Washington State law already prohibits converting a weapon into a fully automatic machine gun.

“But it seems that the definition of machine gun might not cover a device like a bump stock,” Shearer explained.

Here’s how it works: Two parts are removed from the rifle-- stock and pistol grip--and the bump-fire stock is added. A shooter puts one hand on the forward grip and places a finger over the finger rest. Pushing the front grip forward forces the trigger into the finger and fires the gun.

As the gun recoils, it resets the trigger for another shot. When it returns, it forces the trigger into the finger for consecutive shots.

The longer the front grip is pushed forward, the more shots are fired. It takes just a few minutes to modify a rifle to fire at near automatic speeds.

As we relive the horrific events from Sunday night in Las Vegas, from emerging stories to new video, it's sparked conversation about gun laws and gun violence. Some say it's not the time to discuss this, others saying they're ready to talk.

In a statement released Tuesday, Gov. Inslee said:

“Once again, we are mourning the violent loss of innocent lives to a man who had access to weapons no civilian should have access to. It’s impossible to know how to stop every act of gun violence, but I know with my whole being that our nation’s leaders aren’t even trying.

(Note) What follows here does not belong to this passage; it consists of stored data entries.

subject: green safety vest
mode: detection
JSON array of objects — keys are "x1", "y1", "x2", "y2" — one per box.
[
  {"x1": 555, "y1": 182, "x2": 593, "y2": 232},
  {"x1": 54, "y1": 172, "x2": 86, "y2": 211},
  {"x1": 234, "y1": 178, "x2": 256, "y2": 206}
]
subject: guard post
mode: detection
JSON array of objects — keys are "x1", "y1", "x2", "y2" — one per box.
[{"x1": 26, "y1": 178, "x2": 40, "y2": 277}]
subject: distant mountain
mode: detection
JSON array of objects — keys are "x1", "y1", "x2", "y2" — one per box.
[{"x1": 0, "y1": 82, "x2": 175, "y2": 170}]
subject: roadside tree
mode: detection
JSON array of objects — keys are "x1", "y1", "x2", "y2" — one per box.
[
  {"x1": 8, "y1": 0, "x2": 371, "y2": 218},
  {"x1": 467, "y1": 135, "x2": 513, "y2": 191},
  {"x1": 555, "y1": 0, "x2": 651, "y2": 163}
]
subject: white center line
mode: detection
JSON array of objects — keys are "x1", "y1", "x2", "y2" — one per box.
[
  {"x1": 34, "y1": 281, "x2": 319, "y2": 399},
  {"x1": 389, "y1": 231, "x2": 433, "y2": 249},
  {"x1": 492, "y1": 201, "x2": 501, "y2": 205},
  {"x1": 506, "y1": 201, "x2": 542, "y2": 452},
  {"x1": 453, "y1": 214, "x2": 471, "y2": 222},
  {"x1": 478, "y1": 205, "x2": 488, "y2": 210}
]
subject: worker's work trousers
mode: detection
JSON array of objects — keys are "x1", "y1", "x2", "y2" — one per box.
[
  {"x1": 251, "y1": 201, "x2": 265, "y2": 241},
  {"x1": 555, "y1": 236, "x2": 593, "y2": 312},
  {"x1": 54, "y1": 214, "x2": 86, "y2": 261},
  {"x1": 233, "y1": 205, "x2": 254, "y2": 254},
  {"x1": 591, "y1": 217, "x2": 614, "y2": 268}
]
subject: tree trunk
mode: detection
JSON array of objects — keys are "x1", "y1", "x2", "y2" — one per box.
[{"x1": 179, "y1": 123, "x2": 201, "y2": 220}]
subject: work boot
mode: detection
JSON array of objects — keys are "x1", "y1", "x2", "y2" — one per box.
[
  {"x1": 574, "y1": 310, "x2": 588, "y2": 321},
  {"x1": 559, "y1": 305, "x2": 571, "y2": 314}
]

“It’s a different story here in Washington state. Voters have overwhelmingly approved common-sense laws to strengthen background checks and empower families to keep guns away from a loved one in crisis. Our legislature has supported efforts related to mental health and suicide prevention. I issued an executive order to look further at background checks and other gaps in the way we collect and share data relating to people who attempt to purchase guns. It’s a good start, but we can – and must – do more.

"This session the legislature needs to ban bump-stocks and other devices that turn legal semi-automatic firearms into lethal fully-automatic machine guns. We must make sure people intent on causing mass destruction and loss of life won’t be aided by lax laws that give them unfettered access to military-style weaponry.

“To those who say we can’t talk about machine gun massacres right after the massacre: I’m done waiting for the ‘right time’ to talk about it. The ‘can't talk about it now’ crowd is killing us.”

Rep. Brad Klippert of the 8th Legislative District is also ready to talk gun violence, but said he'd have to see the wording on any new gun legislation before he'd make any comment on the governor's statement.

“It's not the gun. If the gun is laying there all by itself and no one touches it, it’s not going to harm anyone,” Klippert said. “It's when it gets behind the hands of someone who is dangerous that's when the gun becomes harmful. So it’s the person that we need to monitor more than the guns.”

Democratic Rep. Lorie Jinkins of the 27th Legislative District said Washington should take a comprehensive approach to solving gun violence, from addressing mental illness to providing education.

"I think that it's highly likely that we do have a machine gun loop-hole,” Jinkins said. “So doing what we need to do to close loopholes in our law, I think is important."

Conversation surrounding gun violence remains controversial, but legislators agree we need to find solutions to better protect citizens in Washington and the United States.